"And don't forget the churches and the sad role that they played
They crucified their people and worked the devil's trade
But now the wounds are healing with the passing of time
So we send them planes and rifles and recognize their crime"
--Phil Ochs, "Spanish Civil War Song" (1963)
The Spanish Civil War
A masterpiece of the historian's art, Hugh Thomas's The Spanish Civil War remains the best, most engrossing narrative of one of the most emblematic and misunderstood wars of the twentieth century. Revised and updated with significant new material, including new revelations about atrocities perpetrated against civilians by both sides in this epic conflict, this "definitive work on the subject" (Richard Bernstein, The New York Times) has been given a fresh face forty years after its initial publication in 1961. In brilliant, moving detail, Thomas analyzes a devastating conflict in which the hopes, dreams, and dogmas of a century exploded onto the battlefield.

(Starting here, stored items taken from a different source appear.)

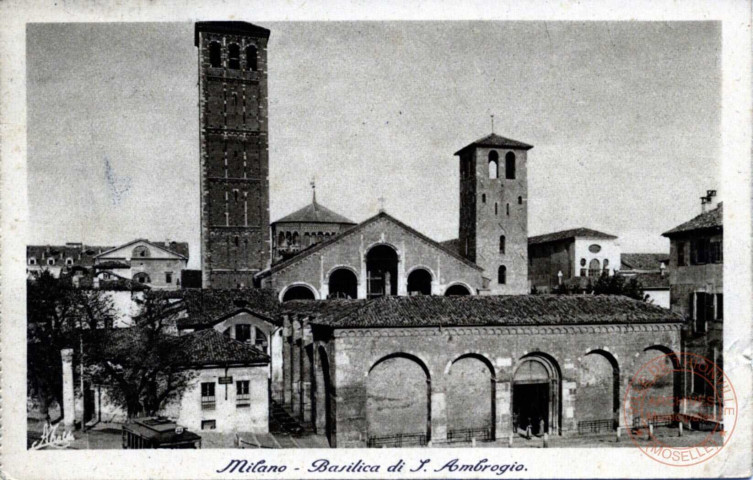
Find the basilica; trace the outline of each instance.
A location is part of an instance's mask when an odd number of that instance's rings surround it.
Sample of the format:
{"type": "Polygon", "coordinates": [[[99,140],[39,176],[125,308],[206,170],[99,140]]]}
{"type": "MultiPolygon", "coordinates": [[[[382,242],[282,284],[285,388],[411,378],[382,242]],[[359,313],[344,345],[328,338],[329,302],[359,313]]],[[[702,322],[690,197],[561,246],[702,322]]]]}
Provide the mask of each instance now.
{"type": "MultiPolygon", "coordinates": [[[[184,326],[241,335],[253,325],[261,333],[243,338],[271,358],[272,400],[331,446],[652,421],[626,420],[626,382],[654,358],[673,362],[683,318],[625,297],[529,294],[531,145],[492,133],[459,146],[453,241],[384,210],[354,222],[315,194],[270,221],[269,36],[245,22],[195,27],[201,275],[206,295],[254,290],[279,307],[270,313],[254,294],[184,326]]],[[[671,395],[673,385],[657,389],[671,395]]]]}

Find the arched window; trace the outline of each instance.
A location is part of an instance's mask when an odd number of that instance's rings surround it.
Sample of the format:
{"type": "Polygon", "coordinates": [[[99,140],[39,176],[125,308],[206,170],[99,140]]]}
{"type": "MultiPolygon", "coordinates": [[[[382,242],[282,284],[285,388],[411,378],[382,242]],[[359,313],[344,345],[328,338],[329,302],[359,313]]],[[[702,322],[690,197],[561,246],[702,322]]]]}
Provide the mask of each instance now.
{"type": "Polygon", "coordinates": [[[504,235],[499,236],[499,253],[502,253],[502,254],[505,253],[505,236],[504,235]]]}
{"type": "Polygon", "coordinates": [[[505,155],[505,178],[508,180],[515,179],[515,154],[507,152],[505,155]]]}
{"type": "Polygon", "coordinates": [[[594,258],[588,262],[588,276],[598,277],[601,274],[601,263],[598,259],[594,258]]]}
{"type": "Polygon", "coordinates": [[[29,265],[36,265],[37,259],[34,257],[29,257],[29,265]]]}
{"type": "Polygon", "coordinates": [[[499,176],[499,154],[492,150],[489,152],[489,178],[497,178],[499,176]]]}
{"type": "Polygon", "coordinates": [[[227,49],[227,66],[233,70],[241,68],[241,47],[237,43],[231,43],[227,49]]]}
{"type": "Polygon", "coordinates": [[[235,237],[233,238],[233,242],[235,242],[235,246],[236,246],[236,247],[237,247],[238,245],[240,245],[240,243],[241,243],[241,242],[240,242],[240,239],[238,238],[238,235],[236,235],[236,236],[235,236],[235,237]]]}
{"type": "Polygon", "coordinates": [[[279,235],[277,235],[277,248],[282,248],[285,245],[285,233],[280,232],[279,235]]]}
{"type": "Polygon", "coordinates": [[[73,265],[73,259],[72,258],[66,258],[65,259],[65,264],[70,267],[71,265],[73,265]]]}
{"type": "Polygon", "coordinates": [[[497,269],[497,283],[504,285],[507,283],[507,267],[500,265],[497,269]]]}
{"type": "Polygon", "coordinates": [[[222,47],[220,46],[220,42],[209,44],[209,64],[214,68],[222,66],[222,47]]]}
{"type": "Polygon", "coordinates": [[[509,203],[505,205],[505,210],[507,211],[507,216],[509,217],[510,216],[510,204],[509,203]]]}
{"type": "Polygon", "coordinates": [[[499,206],[497,205],[497,202],[494,202],[494,215],[499,213],[499,206]]]}
{"type": "Polygon", "coordinates": [[[249,45],[246,47],[246,70],[255,72],[256,68],[256,45],[249,45]]]}
{"type": "Polygon", "coordinates": [[[518,197],[518,205],[523,205],[523,197],[518,197]]]}
{"type": "Polygon", "coordinates": [[[136,258],[146,258],[149,256],[149,249],[144,245],[139,245],[138,247],[133,249],[131,256],[136,258]]]}
{"type": "Polygon", "coordinates": [[[309,235],[309,232],[306,232],[303,234],[303,246],[304,247],[311,246],[311,235],[309,235]]]}
{"type": "Polygon", "coordinates": [[[47,265],[55,265],[55,259],[54,258],[48,258],[47,259],[47,265]]]}
{"type": "Polygon", "coordinates": [[[152,280],[149,278],[148,274],[144,272],[139,272],[133,276],[133,281],[143,284],[143,283],[150,283],[152,280]]]}
{"type": "Polygon", "coordinates": [[[481,203],[486,203],[486,194],[485,193],[481,194],[481,203]]]}

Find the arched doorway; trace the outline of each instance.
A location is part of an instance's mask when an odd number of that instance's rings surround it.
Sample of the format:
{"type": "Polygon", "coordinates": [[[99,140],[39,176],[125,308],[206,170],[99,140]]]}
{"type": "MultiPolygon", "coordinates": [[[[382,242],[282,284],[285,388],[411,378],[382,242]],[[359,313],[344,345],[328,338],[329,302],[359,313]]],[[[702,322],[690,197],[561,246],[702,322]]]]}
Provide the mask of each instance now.
{"type": "Polygon", "coordinates": [[[431,439],[430,398],[429,372],[421,360],[400,353],[376,362],[366,379],[368,445],[425,444],[431,439]]]}
{"type": "Polygon", "coordinates": [[[315,300],[316,295],[314,295],[314,292],[306,286],[303,285],[294,285],[287,290],[285,290],[285,295],[282,297],[283,302],[287,302],[288,300],[315,300]]]}
{"type": "Polygon", "coordinates": [[[327,437],[329,445],[332,446],[333,425],[332,419],[335,418],[332,403],[332,379],[329,373],[329,358],[324,347],[319,347],[319,367],[322,373],[322,388],[324,389],[324,434],[327,437]]]}
{"type": "Polygon", "coordinates": [[[366,254],[367,296],[397,295],[397,252],[387,245],[377,245],[366,254]]]}
{"type": "Polygon", "coordinates": [[[457,358],[447,372],[447,435],[450,440],[494,440],[494,367],[476,354],[457,358]]]}
{"type": "Polygon", "coordinates": [[[358,278],[347,268],[338,268],[329,275],[328,298],[358,298],[358,278]]]}
{"type": "Polygon", "coordinates": [[[534,435],[559,433],[560,372],[549,356],[531,354],[523,357],[515,370],[512,384],[513,429],[534,435]]]}
{"type": "MultiPolygon", "coordinates": [[[[633,363],[635,373],[630,381],[632,422],[646,425],[650,417],[669,417],[679,413],[680,405],[667,399],[682,398],[682,371],[672,350],[655,345],[645,348],[633,363]],[[667,374],[657,374],[667,372],[667,374]]],[[[631,419],[626,419],[628,423],[631,419]]],[[[657,419],[654,418],[655,422],[657,419]]]]}
{"type": "Polygon", "coordinates": [[[614,356],[600,349],[588,352],[580,362],[577,388],[578,431],[596,433],[616,429],[620,414],[620,368],[614,356]]]}
{"type": "Polygon", "coordinates": [[[431,295],[431,273],[417,268],[408,275],[408,295],[431,295]]]}
{"type": "Polygon", "coordinates": [[[470,295],[471,292],[468,290],[468,288],[465,285],[456,283],[455,285],[450,285],[450,287],[444,291],[444,294],[446,297],[452,297],[452,296],[470,295]]]}
{"type": "Polygon", "coordinates": [[[599,263],[599,260],[594,258],[590,262],[588,262],[588,276],[589,277],[598,277],[601,275],[601,263],[599,263]]]}

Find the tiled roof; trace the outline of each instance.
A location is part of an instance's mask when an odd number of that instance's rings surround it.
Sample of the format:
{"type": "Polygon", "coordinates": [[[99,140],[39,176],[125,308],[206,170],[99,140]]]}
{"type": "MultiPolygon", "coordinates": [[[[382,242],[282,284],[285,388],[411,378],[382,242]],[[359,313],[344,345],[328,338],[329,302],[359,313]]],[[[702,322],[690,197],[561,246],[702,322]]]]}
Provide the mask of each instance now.
{"type": "Polygon", "coordinates": [[[69,243],[66,245],[28,245],[26,258],[34,257],[39,265],[47,265],[46,259],[55,258],[56,265],[64,264],[67,258],[73,259],[73,265],[91,267],[94,257],[114,247],[69,243]],[[43,261],[44,260],[44,261],[43,261]]]}
{"type": "Polygon", "coordinates": [[[368,225],[371,225],[372,223],[374,223],[377,220],[382,219],[382,218],[390,220],[391,222],[395,223],[400,228],[407,230],[409,233],[417,236],[421,240],[423,240],[423,241],[425,241],[425,242],[433,245],[434,247],[442,250],[443,252],[449,254],[450,256],[452,256],[452,257],[460,260],[461,262],[465,263],[466,265],[468,265],[470,267],[473,267],[476,270],[482,270],[481,267],[479,267],[475,263],[471,262],[467,258],[461,256],[459,253],[457,253],[455,251],[452,251],[452,250],[448,250],[447,248],[443,247],[440,243],[436,242],[435,240],[432,240],[431,238],[427,237],[426,235],[424,235],[423,233],[419,232],[418,230],[416,230],[416,229],[414,229],[412,227],[409,227],[408,225],[404,224],[403,222],[401,222],[400,220],[396,219],[392,215],[389,215],[386,212],[379,212],[376,215],[374,215],[373,217],[371,217],[369,219],[366,219],[363,222],[359,223],[355,227],[350,228],[348,230],[345,230],[341,234],[335,235],[334,237],[331,237],[329,240],[325,240],[325,241],[323,241],[321,243],[317,243],[316,245],[307,248],[306,250],[302,251],[298,255],[296,255],[296,256],[288,259],[288,260],[285,260],[285,261],[282,261],[282,262],[279,262],[279,263],[273,265],[272,268],[264,270],[263,272],[260,272],[258,274],[258,276],[259,276],[259,278],[267,277],[267,276],[269,276],[269,275],[271,275],[271,274],[273,274],[275,272],[278,272],[278,271],[282,270],[283,268],[286,268],[286,267],[288,267],[290,265],[293,265],[294,263],[299,262],[300,260],[308,257],[309,255],[311,255],[313,253],[316,253],[316,252],[318,252],[318,251],[320,251],[320,250],[322,250],[324,248],[327,248],[329,245],[332,245],[335,242],[341,241],[342,239],[344,239],[345,237],[348,237],[349,235],[354,235],[354,234],[360,232],[361,230],[363,230],[364,228],[366,228],[368,225]]]}
{"type": "Polygon", "coordinates": [[[659,270],[662,263],[669,264],[669,253],[623,253],[621,270],[659,270]]]}
{"type": "Polygon", "coordinates": [[[282,304],[284,315],[301,315],[309,318],[345,314],[366,304],[366,299],[290,300],[282,304]]]}
{"type": "Polygon", "coordinates": [[[312,323],[333,328],[681,323],[681,315],[623,296],[381,297],[312,323]]]}
{"type": "Polygon", "coordinates": [[[590,228],[571,228],[570,230],[562,230],[559,232],[545,233],[544,235],[536,235],[535,237],[528,237],[528,244],[536,245],[539,243],[558,242],[576,237],[604,238],[610,240],[617,238],[614,235],[591,230],[590,228]]]}
{"type": "MultiPolygon", "coordinates": [[[[143,345],[145,331],[139,328],[116,328],[96,330],[87,341],[96,341],[107,358],[123,360],[135,346],[143,345]]],[[[172,346],[170,360],[175,365],[204,366],[227,364],[267,364],[269,356],[252,345],[234,340],[214,329],[199,330],[186,335],[164,335],[164,341],[172,346]]]]}
{"type": "Polygon", "coordinates": [[[491,135],[487,135],[483,138],[479,138],[475,142],[472,142],[466,145],[465,147],[455,152],[455,155],[460,155],[464,151],[470,148],[476,148],[476,147],[498,147],[498,148],[515,148],[519,150],[530,150],[533,148],[533,145],[528,145],[527,143],[519,142],[517,140],[512,140],[512,139],[505,138],[505,137],[492,133],[491,135]]]}
{"type": "Polygon", "coordinates": [[[715,209],[704,212],[690,221],[678,225],[672,230],[662,233],[665,237],[671,237],[681,233],[692,232],[695,230],[721,229],[724,221],[724,212],[722,202],[715,209]]]}
{"type": "Polygon", "coordinates": [[[207,328],[181,335],[176,341],[182,365],[268,364],[269,356],[256,347],[207,328]]]}
{"type": "Polygon", "coordinates": [[[169,243],[168,242],[150,242],[146,238],[137,238],[136,240],[131,240],[130,242],[124,243],[123,245],[118,245],[117,247],[113,247],[110,250],[106,250],[106,251],[98,254],[97,257],[100,257],[102,255],[106,255],[106,254],[110,253],[113,250],[119,250],[121,248],[125,248],[125,247],[127,247],[129,245],[133,245],[134,243],[138,243],[138,242],[144,242],[144,243],[147,243],[149,245],[153,245],[153,246],[155,246],[157,248],[161,248],[161,249],[166,250],[166,251],[168,251],[170,253],[174,253],[176,255],[180,255],[180,256],[185,257],[186,259],[188,259],[188,243],[187,242],[169,242],[169,243]]]}
{"type": "Polygon", "coordinates": [[[186,316],[178,320],[179,328],[213,325],[232,313],[246,310],[272,323],[279,323],[280,304],[270,289],[191,289],[154,292],[182,301],[186,316]]]}
{"type": "Polygon", "coordinates": [[[355,222],[352,220],[333,212],[324,205],[319,205],[316,200],[300,210],[296,210],[290,215],[286,215],[281,219],[272,222],[272,225],[278,223],[344,223],[355,225],[355,222]]]}

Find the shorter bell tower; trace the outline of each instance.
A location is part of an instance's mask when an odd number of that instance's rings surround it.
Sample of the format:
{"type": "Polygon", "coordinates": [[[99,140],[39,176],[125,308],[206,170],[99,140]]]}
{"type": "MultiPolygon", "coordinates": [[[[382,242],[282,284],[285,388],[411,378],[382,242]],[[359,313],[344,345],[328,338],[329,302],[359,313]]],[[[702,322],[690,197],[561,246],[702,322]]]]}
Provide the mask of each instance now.
{"type": "Polygon", "coordinates": [[[529,293],[527,156],[531,148],[492,133],[455,152],[460,159],[458,250],[484,269],[485,290],[490,294],[529,293]]]}

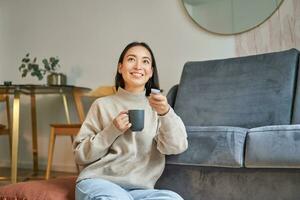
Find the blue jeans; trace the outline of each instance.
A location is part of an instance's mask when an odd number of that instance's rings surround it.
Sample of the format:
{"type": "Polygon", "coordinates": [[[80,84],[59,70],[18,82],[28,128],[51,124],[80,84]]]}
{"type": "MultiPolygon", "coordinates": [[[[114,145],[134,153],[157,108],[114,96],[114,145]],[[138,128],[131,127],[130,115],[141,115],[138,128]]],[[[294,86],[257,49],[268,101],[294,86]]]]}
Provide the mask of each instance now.
{"type": "Polygon", "coordinates": [[[76,200],[183,200],[170,190],[124,189],[103,179],[84,179],[76,184],[76,200]]]}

Like no other account, The Spanish Civil War dramatically reassembles the events that led a European nation, in a continent on the brink of world war, to divide against itself, bringing into play the machinations of Franco and Hitler, the bloodshed of Guernica, and the deeply inspiring heroics of those who rallied to the side of democracy. Communists, anarchists, monarchists, fascists, socialists, democrats--the various forces of the Spanish Civil War composed a fabric of the twentieth century itself, and Thomas masterfully weaves the diffuse and fascinating threads of the war together in a manner that has established the book as a genuine classic of modern history.